GamesBeat: Do you have plans for this story beyond this game?
Ortega: Well, it’s not just a one-off. It’s an AR component of a potential trans-media universe.
King: We have a significantly sized universe bible, with multiple plans to deploy this depending on the market uptake.
Ortega: You never know what’ll click and what doesn’t. But like I saw with Gears, when you do certain things right, and when you get the gameplay sticky enough and catchy enough, you have the potential to do a lot of things in a lot different media with the franchise.
King: The one thing you can do with AR is it can be about you. Your character’s journey is completely encapsulated within this AR game and any other ones that we make. That is your story within the broader universe. But there are other parts of the universe — for instance, we’re not on Jupiter at the moment, so if there’s anything happening there or in a distant galaxy — those could be handled through other media and platforms…
[Laughs.] As if saying this is my first game, and I’m going to do it in a new technology wasn’t a little insane enough, I’m also like oh, it’s a Trojan horse strategy to a giant IP, hopefully. We’ll see. Now it’s in the hands of the consumer.
GamesBeat: Josh, how was writing for this different than your work on Gears of War?
Ortega: All [games] are very different. I was at Zynga for a while. Writing for Facebook games is one thing. A mobile game is one thing. This is a mobile AR game, but it’s very AR, so that’s it’s own thing. We have so much delineation in video games now with telling the stories. They’re all very different.
Gears felt like one of the final stages of traditional storytelling for us when we were working on the trilogy, [a stage] where cinematics would always be the rule. There was an element of that in Gears, that everything was going to change after this in the way you tell stories, because of all the different devices and platforms.
On mobile, not many people want to sit around and watch a long cinematic. You don’t have the rapt attention that you do on an Xbox or a PS. They’re definitely different things.
GamesBeat: How difficult is it to write a game where the player is the character?
Ortega: Much like social media, empowering the player to create their own story — it’s almost back to Choose Your Own Adventure, in some way. You want to facilitate their creation.
King: That was the hardest part of this medium, where we’re saying you, the actual human being, are the protagonist. We don’t know who you are, what your backstory is, where you’re located. Now to create an exciting incident and do all the things you do in a typical story without having the key details of your protagonist — [that] was one of the challenges. Trying to make it in their environment is how we’re trying to personalize it and make it about them. That’s something that’s distinctive from a lot of other mediums.

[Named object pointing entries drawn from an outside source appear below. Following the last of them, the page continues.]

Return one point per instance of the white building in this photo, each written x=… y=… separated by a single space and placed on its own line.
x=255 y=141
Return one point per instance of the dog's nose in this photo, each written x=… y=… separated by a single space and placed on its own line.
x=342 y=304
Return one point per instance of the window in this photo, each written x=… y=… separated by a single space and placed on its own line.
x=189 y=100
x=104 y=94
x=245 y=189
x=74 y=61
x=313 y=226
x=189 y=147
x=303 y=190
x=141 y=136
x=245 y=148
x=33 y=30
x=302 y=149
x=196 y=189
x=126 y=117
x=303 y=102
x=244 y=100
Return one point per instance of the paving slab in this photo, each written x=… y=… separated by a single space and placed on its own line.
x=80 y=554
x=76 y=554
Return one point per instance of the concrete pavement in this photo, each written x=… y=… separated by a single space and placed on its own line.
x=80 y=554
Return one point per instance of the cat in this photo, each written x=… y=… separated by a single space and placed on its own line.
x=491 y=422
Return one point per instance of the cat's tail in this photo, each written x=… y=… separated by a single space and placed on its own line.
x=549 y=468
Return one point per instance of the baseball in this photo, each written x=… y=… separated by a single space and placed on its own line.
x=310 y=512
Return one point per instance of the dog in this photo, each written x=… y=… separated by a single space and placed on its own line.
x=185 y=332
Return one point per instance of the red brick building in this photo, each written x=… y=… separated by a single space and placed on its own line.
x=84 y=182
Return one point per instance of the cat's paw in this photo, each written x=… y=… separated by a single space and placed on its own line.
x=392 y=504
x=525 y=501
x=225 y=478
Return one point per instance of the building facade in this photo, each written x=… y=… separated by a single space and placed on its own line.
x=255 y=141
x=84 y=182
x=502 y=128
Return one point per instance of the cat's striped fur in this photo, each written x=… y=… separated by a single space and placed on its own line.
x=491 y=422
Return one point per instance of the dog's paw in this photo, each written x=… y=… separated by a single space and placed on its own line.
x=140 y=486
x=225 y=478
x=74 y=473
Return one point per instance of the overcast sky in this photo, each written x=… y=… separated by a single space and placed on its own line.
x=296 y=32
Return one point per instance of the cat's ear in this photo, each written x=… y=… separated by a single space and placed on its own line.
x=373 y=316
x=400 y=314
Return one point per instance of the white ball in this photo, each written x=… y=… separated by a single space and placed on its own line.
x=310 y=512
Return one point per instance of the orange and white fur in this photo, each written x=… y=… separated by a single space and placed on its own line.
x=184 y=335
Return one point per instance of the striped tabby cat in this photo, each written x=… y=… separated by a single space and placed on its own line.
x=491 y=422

GamesBeat: What are the advantages and disadvantages of AR for your story?
King: We really feel that if you take an old system like Pac-Man and put it into an AR, which has been done, that’s not the strongest way to prove a medium. When films first started, they filmed plays, and it was horrible.
It needs its own language, its own medium, its own mechanics that reflect this type of game. It’s kind of like all these things, but it’s hopefully its own thing, too.
Joshua: I think that’s what so exciting and fun and vibrant about it as a medium. It’s not just a gaming application of AR but a real-world application … when those merge, then incredible stuff will start opening up, as technology starts catching up with some of these ideas.
As HoloLens and Glass start becoming more common, you’re going to have narrative techniques that you could use from Gears of War or Godfather or Aliens. You will have those same capabilities within the AR experience. When it’s on your face, and you’re seeing a whole ‘nother world around you … Think of the [Star Trek] holodeck. We’re close to the holodeck now.
The first really good horror game on HoloLens is going to be so frightening. Can you imagine, when the world around you is layered, and it really looks like monsters and things are coming at you? If you choose to exist in that universe, you’re going to be in this whole wild new world. AR is the matrix.
King: You lose a lot, but you get something no other medium gets: the real world and its environment. Every medium has its strengths. Every story is best told in a particular medium. That one piece is the thing that AR has that no other medium has, including [virtual reality.]
VR is transporting you. AR is transforming the things around you. We’re still developing the techniques. This is a little early toe-step into it.
Ortega: We’re in the Lewis and Clark stage of AR right now. I don’t know if anyone has reached Oregon yet.